Bernard Joly : Descartes et la chimie

Bien qu’il n’y ait consacré aucun ouvrage, Descartes s’intéressait à la chimie de son temps, qui s’appelait aussi alchimie. On a souvent oublié cet aspect de ses recherches scientifiques, alors que les questions de chimie trouvent leur place dans Les météores de 1637 et constituent l’essentiel de la quatrième partie des Principes de la philosophie.
Pour autant, loin de vouloir donner à la chimie le statut d’une science comparable à la mécanique ou à la médecine, Descartes s’est plutôt employé à réduire les opérations de la chimie à celles de la mécanique, contestant ainsi la spécificité des opérations et des concepts de la chimie de son temps. Le système cartésien ne pouvait en effet se satisfaire ni des « esprits » de la chimie, au statut ambigu entre matière et pensée, ni des principes paracelsiens, Mercure, Soufre et Sel, qui n’avaient d’autre consistance que les propriétés sensibles qu’ils manifestaient.

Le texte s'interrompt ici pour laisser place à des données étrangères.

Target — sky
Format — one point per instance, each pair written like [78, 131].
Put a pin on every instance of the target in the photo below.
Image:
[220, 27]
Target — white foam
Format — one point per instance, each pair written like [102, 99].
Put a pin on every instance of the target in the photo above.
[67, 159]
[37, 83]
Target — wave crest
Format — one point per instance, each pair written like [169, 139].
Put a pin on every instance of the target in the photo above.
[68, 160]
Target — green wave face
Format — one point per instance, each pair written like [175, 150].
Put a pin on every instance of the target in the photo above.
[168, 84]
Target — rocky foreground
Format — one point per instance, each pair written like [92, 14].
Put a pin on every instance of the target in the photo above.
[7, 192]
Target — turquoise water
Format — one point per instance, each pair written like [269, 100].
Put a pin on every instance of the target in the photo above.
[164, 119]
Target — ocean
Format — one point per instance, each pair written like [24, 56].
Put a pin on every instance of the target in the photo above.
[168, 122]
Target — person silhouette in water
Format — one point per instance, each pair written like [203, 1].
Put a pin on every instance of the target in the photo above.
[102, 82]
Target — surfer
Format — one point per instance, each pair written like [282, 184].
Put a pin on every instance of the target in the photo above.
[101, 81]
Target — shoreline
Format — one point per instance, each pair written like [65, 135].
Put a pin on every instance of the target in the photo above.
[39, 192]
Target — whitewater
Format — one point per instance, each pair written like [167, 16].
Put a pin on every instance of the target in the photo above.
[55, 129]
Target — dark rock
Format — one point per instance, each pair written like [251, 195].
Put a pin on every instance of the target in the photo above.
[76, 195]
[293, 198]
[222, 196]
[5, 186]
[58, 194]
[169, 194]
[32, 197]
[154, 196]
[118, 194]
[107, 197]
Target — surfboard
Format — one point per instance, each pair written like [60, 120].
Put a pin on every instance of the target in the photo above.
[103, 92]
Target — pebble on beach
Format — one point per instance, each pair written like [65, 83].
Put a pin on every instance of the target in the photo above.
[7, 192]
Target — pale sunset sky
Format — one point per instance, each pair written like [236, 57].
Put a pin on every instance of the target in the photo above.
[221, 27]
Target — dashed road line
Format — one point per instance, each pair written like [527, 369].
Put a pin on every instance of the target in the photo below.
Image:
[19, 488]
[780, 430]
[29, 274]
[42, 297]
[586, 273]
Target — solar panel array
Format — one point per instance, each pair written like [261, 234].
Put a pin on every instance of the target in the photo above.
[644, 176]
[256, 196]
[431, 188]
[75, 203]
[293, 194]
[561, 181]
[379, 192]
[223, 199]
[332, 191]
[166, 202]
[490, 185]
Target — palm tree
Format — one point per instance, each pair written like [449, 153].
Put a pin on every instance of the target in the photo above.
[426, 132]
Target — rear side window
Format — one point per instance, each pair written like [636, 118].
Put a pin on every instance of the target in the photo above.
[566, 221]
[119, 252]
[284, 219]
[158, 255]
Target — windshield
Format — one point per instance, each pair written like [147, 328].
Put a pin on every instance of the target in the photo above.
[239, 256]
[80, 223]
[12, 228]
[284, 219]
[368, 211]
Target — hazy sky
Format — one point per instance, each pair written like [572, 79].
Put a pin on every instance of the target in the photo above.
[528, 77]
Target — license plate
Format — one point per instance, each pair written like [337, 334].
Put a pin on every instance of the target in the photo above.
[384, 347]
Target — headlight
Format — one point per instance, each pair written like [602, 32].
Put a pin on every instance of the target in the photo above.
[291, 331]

Se pose alors la question de la possibilité d’une chimie cartésienne. Le corpuscularisme de chimistes comme Robert Boyle ou Nicolas Lémery s’inspire davantage de la tradition alchimique et des recherches chimiques de l’époque que du cartésianisme. C’est en défendant son autonomie à l’égard de la physique et de la médecine que la chimie a pu se développer dans la seconde partie du XVIIe siècle et au XVIIIe siècle, en se présentant comme une science empirique se défiant de tout présupposé métaphysique. L’influence cartésienne semble alors s’évanouir au fur et à mesure que se développe la chimie.
Bernard Joly, professeur émérite de philosophie et d’histoire des sciences à l’université de Lille 3, est spécialiste de l’histoire de la chimie ancienne et de ses rapports avec la philosophie.